If you would like more information on the JMMF scholarship program and how to get your school involved please email



Ravages of Time

    I woke up Monday morning and looked in the mirror — and an imposter winked back at me.
    That fellow in the mirror was 50 years old that day. Not me. I'm somewhere between 26 and 39.
    "Good morning, Mr. Hyde. How does it feel to be 50?" I asked him. I've been needling him for years.
    You see, this fella has been playing tricks on me for a long while. For instance, being young, I have a cast-iron stomach. HE gets gas on the stomach. Lately. When HE gets gas on the stomach, I belch.
    I never should have taken the old fool on. You know, I can hear perfectly well. The trouble is the sounds come through HIS ears. Therefore because of HIM, I find myself saying, "I'm sorry, I didn't catch that."
    He's insidious, implacable. My enemy was in that mirror. It's like fighting China. He's got all the time in the world. One of these days, I'm going to be laying on my back in bed with a sawbones looking grave above me and people crying in the corner, and I'm gonna say, "Do me a favor. Go in and take a look at that old creep in the mirror and tell him to get a new boy, that I'm going over the wall. I've had enough of carrying his load."
    You see, I know what he's going to do to me. He's already begun. You know that nice turn I used to take off a teed-up golf ball? Well, now it sounds like twigs snapping under an elephant. My backbone was as supple and gristly as a baby shark's. Shucks, it was only three years ago, I was the best twister at the office party.
    Now, he's got me taking a three-wood off the tee.
    You remember how I used to fire those long, arching passes to the boy out in the lot? Well, he's taken all the lube out of the elbow joint. I throw underhanded like a girl now.
    My eyes are just as good as they ever were — 20/200. He has clouded them over for reading fine print. My belly used to be as flat as Texas. HE has put on weight. I would try to outwit him by jogging 10 miles or so every day, but the doctor tells me dead men sell no scales.
    The worst he's done is corrupted my mind. I mean, I still have 31 of my 32 teeth (they got more gold in them than the city of Florence) and two million separate strands of hair on my head, but I've got HIS neck. It's beginning to wattle.
    But the worst disease he carried is nostalgia. I mean, I've always been a guy who wanted news, the latest thing, the newest gimmick. But, you see, this old creep I took in out of the cold 49 years 11 months and 30 days ago is now using me like a ventriloquist. Someone says an electric toothbrush is a great invention and — in my voice — my enemy says, "Anybody who doesn't have the strength to push a brush up and down his teeth should put them in a glass, anyway."
    But, worst of all, youngsters say, "Boy, that Rod Carew is a great hitter!" and you find yourself screaming, "Rod Carew! I thought he was a coxswain! Why, with the '27 Yankees, he'd have to take batting practice with the bullpen crew. The regulars would be afraid to pick up bad habits just watching him. Now, Babe Ruth, THERE was a hitter. Used to warm up against machine gun bullets. He could bat .360 against the Gatling gun."
    "Paul Warfield is a great end," they say. "Paul Warfield! I thought he was a baritone! He'd be in a taxi on the 1950 Rams. Now, Hirsch and Fears, THERE were ends. They were, you might say, THE ends.”

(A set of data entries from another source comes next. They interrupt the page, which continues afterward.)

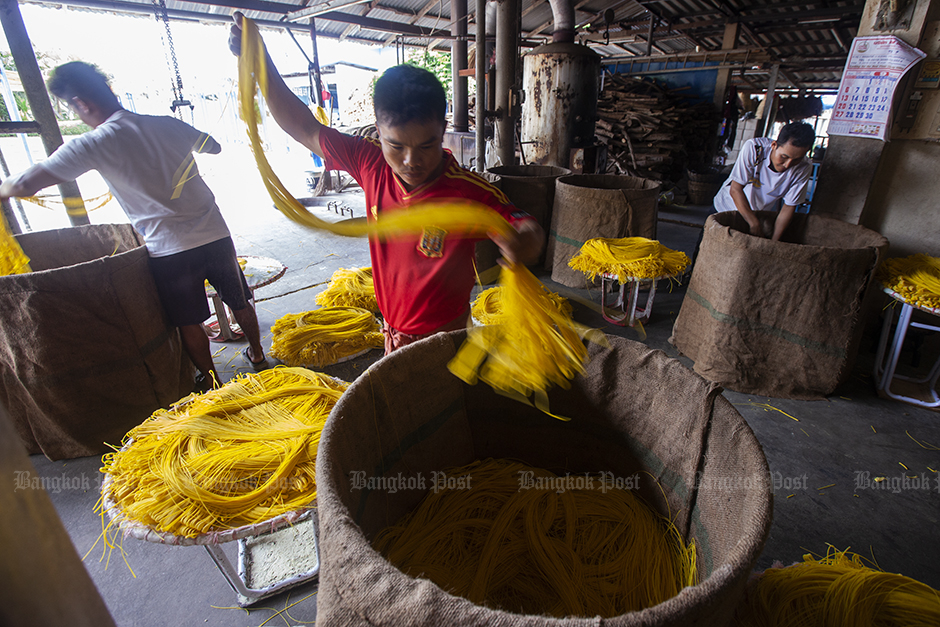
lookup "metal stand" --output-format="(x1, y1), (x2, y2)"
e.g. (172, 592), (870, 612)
(875, 288), (940, 408)
(205, 514), (320, 607)
(601, 272), (667, 327)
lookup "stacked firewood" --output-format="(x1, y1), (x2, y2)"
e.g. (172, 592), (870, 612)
(596, 74), (717, 182)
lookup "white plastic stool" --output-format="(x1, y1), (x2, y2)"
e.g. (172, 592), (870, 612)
(601, 272), (672, 327)
(875, 287), (940, 408)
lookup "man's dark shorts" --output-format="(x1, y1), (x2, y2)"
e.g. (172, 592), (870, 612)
(150, 237), (251, 327)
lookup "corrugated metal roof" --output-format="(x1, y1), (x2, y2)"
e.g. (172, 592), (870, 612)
(18, 0), (864, 90)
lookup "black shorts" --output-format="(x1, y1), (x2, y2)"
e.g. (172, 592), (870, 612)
(150, 237), (251, 327)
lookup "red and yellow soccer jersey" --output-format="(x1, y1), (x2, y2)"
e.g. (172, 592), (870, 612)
(320, 127), (531, 335)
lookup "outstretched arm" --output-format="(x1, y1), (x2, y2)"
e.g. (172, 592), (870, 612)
(228, 11), (323, 157)
(0, 164), (65, 199)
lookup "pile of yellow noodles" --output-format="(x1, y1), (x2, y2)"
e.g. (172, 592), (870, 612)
(373, 459), (696, 618)
(735, 547), (940, 627)
(271, 307), (385, 368)
(316, 268), (379, 311)
(0, 215), (31, 276)
(470, 285), (573, 324)
(878, 254), (940, 309)
(238, 18), (606, 411)
(101, 368), (346, 537)
(568, 237), (689, 283)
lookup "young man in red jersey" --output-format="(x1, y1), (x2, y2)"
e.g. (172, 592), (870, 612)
(229, 13), (544, 354)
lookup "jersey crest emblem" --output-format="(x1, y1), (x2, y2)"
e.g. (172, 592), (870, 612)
(418, 226), (447, 257)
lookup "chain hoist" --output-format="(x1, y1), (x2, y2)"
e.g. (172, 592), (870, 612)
(152, 0), (194, 120)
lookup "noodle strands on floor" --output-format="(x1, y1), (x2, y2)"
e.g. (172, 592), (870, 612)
(735, 547), (940, 627)
(0, 216), (32, 276)
(316, 268), (379, 312)
(270, 307), (385, 368)
(101, 368), (347, 538)
(470, 285), (573, 324)
(373, 459), (696, 618)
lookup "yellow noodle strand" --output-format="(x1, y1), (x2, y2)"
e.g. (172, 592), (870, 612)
(878, 254), (940, 309)
(238, 18), (606, 411)
(99, 368), (346, 537)
(316, 268), (379, 312)
(0, 215), (32, 276)
(470, 285), (574, 324)
(568, 237), (689, 283)
(373, 459), (696, 618)
(735, 546), (940, 627)
(271, 307), (385, 368)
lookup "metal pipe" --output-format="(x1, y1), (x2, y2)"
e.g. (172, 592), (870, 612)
(307, 17), (323, 107)
(474, 0), (486, 172)
(548, 0), (574, 43)
(496, 0), (519, 165)
(451, 0), (470, 133)
(0, 1), (90, 226)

    Or, they may bring up some hot-shot young golfer. "Couldn't shag for Hogan," you sniff.
    Well, my enemy's gums hurt. His hands shake, his blood is tired, and he wants to go put on something by Lawrence Welk, and he's worried about sitting in a draft and wants to go sit in a blanket with Musterole and do crossword puzzles. Me, I want to go surfing.
    I suppose now I'll go out and get hit on the head by some young punk that a young athlete like me would kick under the car if I didn't have that coward at the control. He's jealous is what he is. He's been trying to turn my hair gray for 10 years, but my hair is younger than both of us. I think he's got one week to give me rheumatism or they make him turn in his scythe. He keeps telling them I'm only Shangri-la on the outside, but inside, I look like Ptolemy. He ought to know. He's in there. Not me.